A atuação de Crowe é um dos destaques do filme. Gordo e sempre aparentando calma, ele acompanha a ação no Oriente Médio usando satélites e telefones celulares de última geração. Como veterano calejado, sabe o tom exato a utilizar em cada negociação, o que faz como se estivesse executando a mais prosaica das tarefas não raro suas ordens envolvem a vida e a morte de dezenas de pessoas e são dadas da arquibancada do campo de treinamento onde os filhos jogam bola inocentemente. Assim como Crowe, Mark Strong confere um ar ao mesmo tempo perigoso, sério, moralista e por vezes divertido ao seu personagem, o líder da Inteligência Jordânia, Hani Salaam. Por outro lado, fazendo uso de gestos e olhares que já usara em trabalhos anteriores, Leo DiCaprio surge como o mais fraco do trio, justamente por não atingir, de uma forma original, a complexidade e a transição pela qual seu personagem passa ao longo da projeção.
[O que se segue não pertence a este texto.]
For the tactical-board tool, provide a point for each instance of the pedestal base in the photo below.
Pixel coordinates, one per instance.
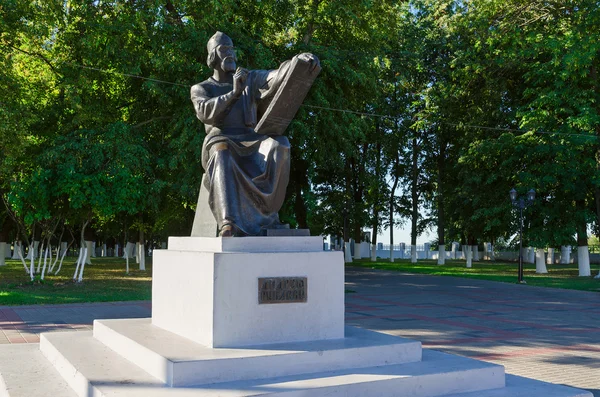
(208, 291)
(211, 296)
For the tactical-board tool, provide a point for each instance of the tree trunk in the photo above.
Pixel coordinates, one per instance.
(476, 257)
(392, 200)
(3, 252)
(565, 255)
(347, 252)
(440, 205)
(89, 246)
(413, 253)
(583, 253)
(141, 257)
(376, 201)
(415, 201)
(441, 254)
(469, 255)
(550, 258)
(16, 248)
(540, 261)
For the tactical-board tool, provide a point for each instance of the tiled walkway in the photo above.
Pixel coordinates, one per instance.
(547, 334)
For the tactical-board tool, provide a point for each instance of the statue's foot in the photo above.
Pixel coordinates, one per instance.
(227, 231)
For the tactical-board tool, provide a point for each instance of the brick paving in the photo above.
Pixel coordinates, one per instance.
(546, 334)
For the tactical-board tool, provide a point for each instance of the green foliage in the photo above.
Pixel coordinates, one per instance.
(495, 94)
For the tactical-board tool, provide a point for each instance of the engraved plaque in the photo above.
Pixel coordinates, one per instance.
(281, 290)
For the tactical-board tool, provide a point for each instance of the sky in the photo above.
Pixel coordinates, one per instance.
(402, 235)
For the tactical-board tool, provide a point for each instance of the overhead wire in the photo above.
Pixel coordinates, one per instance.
(365, 114)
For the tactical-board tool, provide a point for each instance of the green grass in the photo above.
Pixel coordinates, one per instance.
(103, 281)
(106, 281)
(559, 276)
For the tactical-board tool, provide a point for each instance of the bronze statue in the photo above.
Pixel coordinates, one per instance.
(245, 157)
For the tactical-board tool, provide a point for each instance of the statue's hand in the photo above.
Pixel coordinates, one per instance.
(239, 81)
(312, 59)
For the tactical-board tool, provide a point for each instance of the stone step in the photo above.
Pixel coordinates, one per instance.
(517, 386)
(177, 361)
(93, 369)
(86, 364)
(25, 372)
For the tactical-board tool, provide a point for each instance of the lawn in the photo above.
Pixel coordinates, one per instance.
(103, 281)
(559, 276)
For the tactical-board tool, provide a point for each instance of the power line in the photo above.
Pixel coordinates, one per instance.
(126, 74)
(342, 110)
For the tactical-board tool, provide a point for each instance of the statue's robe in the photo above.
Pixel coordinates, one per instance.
(246, 173)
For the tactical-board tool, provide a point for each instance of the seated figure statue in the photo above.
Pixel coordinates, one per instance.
(246, 173)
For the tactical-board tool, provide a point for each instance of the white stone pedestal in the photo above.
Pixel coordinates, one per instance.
(207, 289)
(213, 335)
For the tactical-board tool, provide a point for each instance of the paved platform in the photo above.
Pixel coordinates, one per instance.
(546, 334)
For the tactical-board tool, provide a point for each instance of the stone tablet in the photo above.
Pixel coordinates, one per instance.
(288, 98)
(282, 290)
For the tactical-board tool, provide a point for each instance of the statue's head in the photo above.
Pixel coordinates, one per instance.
(221, 52)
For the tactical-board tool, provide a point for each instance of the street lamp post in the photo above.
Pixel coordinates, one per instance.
(521, 204)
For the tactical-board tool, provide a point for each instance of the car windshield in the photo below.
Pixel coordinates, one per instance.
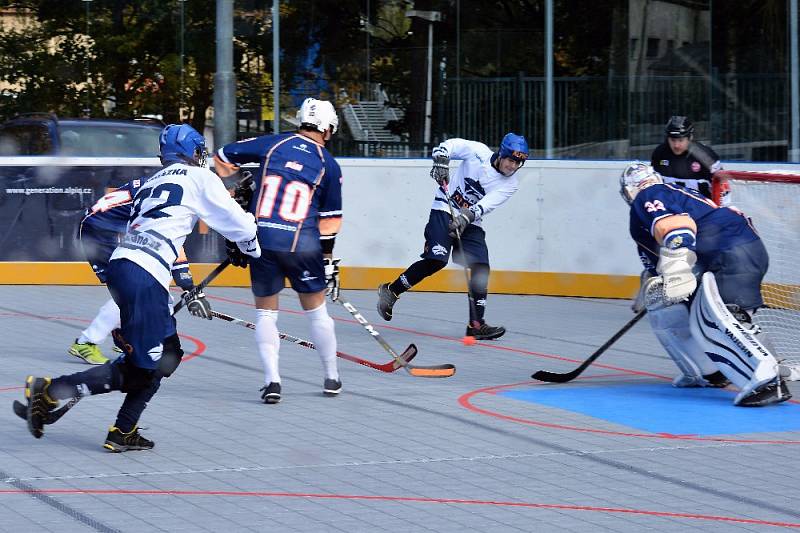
(108, 140)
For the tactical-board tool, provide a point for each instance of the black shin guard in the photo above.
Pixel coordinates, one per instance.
(97, 380)
(170, 356)
(414, 274)
(134, 404)
(479, 289)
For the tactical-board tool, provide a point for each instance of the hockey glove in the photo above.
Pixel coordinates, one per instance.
(638, 302)
(243, 192)
(441, 170)
(196, 304)
(182, 276)
(675, 266)
(240, 252)
(332, 278)
(236, 257)
(463, 219)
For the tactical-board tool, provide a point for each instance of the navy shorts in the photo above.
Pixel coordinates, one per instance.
(144, 311)
(305, 271)
(98, 245)
(438, 243)
(739, 271)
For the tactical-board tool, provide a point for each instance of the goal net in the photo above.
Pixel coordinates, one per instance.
(771, 199)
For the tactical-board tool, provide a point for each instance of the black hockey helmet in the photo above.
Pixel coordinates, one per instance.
(678, 127)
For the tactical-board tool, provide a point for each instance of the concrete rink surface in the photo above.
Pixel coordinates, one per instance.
(489, 449)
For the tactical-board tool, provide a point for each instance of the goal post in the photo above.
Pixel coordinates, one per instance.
(771, 200)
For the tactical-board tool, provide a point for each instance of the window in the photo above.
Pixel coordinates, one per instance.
(652, 47)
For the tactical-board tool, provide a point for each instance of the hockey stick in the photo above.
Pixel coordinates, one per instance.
(472, 306)
(189, 295)
(389, 367)
(21, 410)
(435, 371)
(552, 377)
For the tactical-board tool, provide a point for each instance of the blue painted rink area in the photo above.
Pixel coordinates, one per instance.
(661, 408)
(486, 450)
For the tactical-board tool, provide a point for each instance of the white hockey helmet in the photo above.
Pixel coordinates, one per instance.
(318, 114)
(635, 177)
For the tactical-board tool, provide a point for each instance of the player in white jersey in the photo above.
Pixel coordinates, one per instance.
(165, 210)
(483, 182)
(101, 229)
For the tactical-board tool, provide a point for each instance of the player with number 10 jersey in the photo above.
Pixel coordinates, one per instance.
(298, 192)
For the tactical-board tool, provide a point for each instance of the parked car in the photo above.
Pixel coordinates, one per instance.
(47, 134)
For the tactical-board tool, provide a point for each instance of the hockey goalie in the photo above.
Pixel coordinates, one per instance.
(705, 327)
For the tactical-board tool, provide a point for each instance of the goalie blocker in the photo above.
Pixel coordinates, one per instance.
(734, 348)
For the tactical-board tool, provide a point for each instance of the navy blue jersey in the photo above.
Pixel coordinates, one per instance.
(112, 211)
(298, 189)
(718, 228)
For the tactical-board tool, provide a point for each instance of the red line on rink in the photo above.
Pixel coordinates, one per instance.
(412, 499)
(465, 400)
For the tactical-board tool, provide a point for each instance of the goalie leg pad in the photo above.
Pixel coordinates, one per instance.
(732, 346)
(671, 327)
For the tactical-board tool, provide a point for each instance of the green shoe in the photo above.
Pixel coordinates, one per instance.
(88, 352)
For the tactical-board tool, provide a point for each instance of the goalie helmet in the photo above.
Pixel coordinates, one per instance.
(318, 114)
(181, 143)
(636, 177)
(679, 127)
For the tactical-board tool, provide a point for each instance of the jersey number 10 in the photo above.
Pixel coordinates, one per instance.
(294, 201)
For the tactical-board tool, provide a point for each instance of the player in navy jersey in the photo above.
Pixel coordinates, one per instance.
(709, 331)
(100, 231)
(683, 161)
(298, 207)
(483, 182)
(164, 211)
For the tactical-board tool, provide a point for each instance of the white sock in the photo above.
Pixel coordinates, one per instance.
(269, 343)
(324, 337)
(100, 328)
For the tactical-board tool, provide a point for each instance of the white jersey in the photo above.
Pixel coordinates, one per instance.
(166, 209)
(475, 184)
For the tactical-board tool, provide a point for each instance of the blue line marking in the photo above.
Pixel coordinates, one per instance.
(658, 408)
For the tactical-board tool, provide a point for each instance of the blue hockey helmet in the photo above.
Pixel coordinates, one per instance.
(181, 143)
(514, 146)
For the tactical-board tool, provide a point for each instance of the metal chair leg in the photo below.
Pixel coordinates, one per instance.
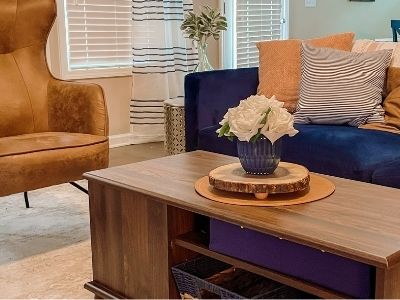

Como em todos seus filmes, Ridley Scott abusa de sua genialidade na parte técnica, mas talvez o maior ponto negativo do filme seja a trama secundária absolutamente clichê e dispensável, que envolve o relacionamento afetivo entre Roger e uma enfermeira jordaniana (Golshifteh Farahani, gostosíssima). Para que esta segunda história fosse crível, Monahan deveria ter tido mais tempo no primeiro ato, para desenvolver melhor os aspectos pessoais da vida do agente secreto. Sabemos que ele enfrenta um processo de divórcio (isto é dito em uma linha de diálogo e depois não é mais mencionado), e intuímos que talvez esteja se sentindo solitário. Mas a energia e o tempo que ele emprega nas tarefas profissionais acabam levando a crer que um homem como ele não teria chance ou disposição para se envolver emocionalmente com uma garota, especialmente com hábitos tão diferentes dos dele.
Roger, na verdade, é o herói-padrão dos filmes modernos de espionagem: um homem altruísta, que acredita no que faz, e tenta manter certo grau de moralidade, apesar de saber que está envolvido em mentiras demais para se manter eticamente limpo. Ele se comporta de acordo com o estereótipo dos agentes secretos. É auto-confiante em excesso, fala em linguagem cifrada, conta mentiras e ajuda a manter o quadro completo inacessível ao espectador. O contraponto entre os padrões éticos dele e os do personagem de Russell Crowe é interessante e rende alguns dos melhores diálogos do filme. Já as cenas de ação são quase todas burocráticas, com exceção de uma que acaba se mostrando o melhor momento do filme: a tática especial utilizada pelos terroristas para confundir os satélites que ajudam a CIA a acompanhar a ação dos espiões em tempo real.
Scott preferindo não ousar, mantém uma direção técnica que em nada acrescenta ou revoluciona o que já foi mostrado na arte cinematográfica. Somente um plano, o da van percorrendo o deserto chama atenção, embora o mesmo recurso já tenha sido utilizado diversas vezes por outros cineastas. Focando bastante nas diferenças culturais e nas falhas dentro dos objetivos da ocupação ocidental no Oriente Médio, o filme tinha muitas chances de conquistar o público e ser um grande sucesso, mesmo tratando de um tema já excessivamente explorado. Contudo, a recepção que o filme teve nos EUA não foi das melhores da carreira dos astros e o filme hoje é tido como fraco e esquecido pelo grande público, mas "Rede de Mentiras" deveria ser obrigatório, até mesmo para nos ajudar a compreender o nosso mundo e uma questão que parece ser vital para a humanidade. A ameaça terrorista existe e deve ser levada a sério, mas não deve ser nunca utilizada como instrumento de persuasão e medo.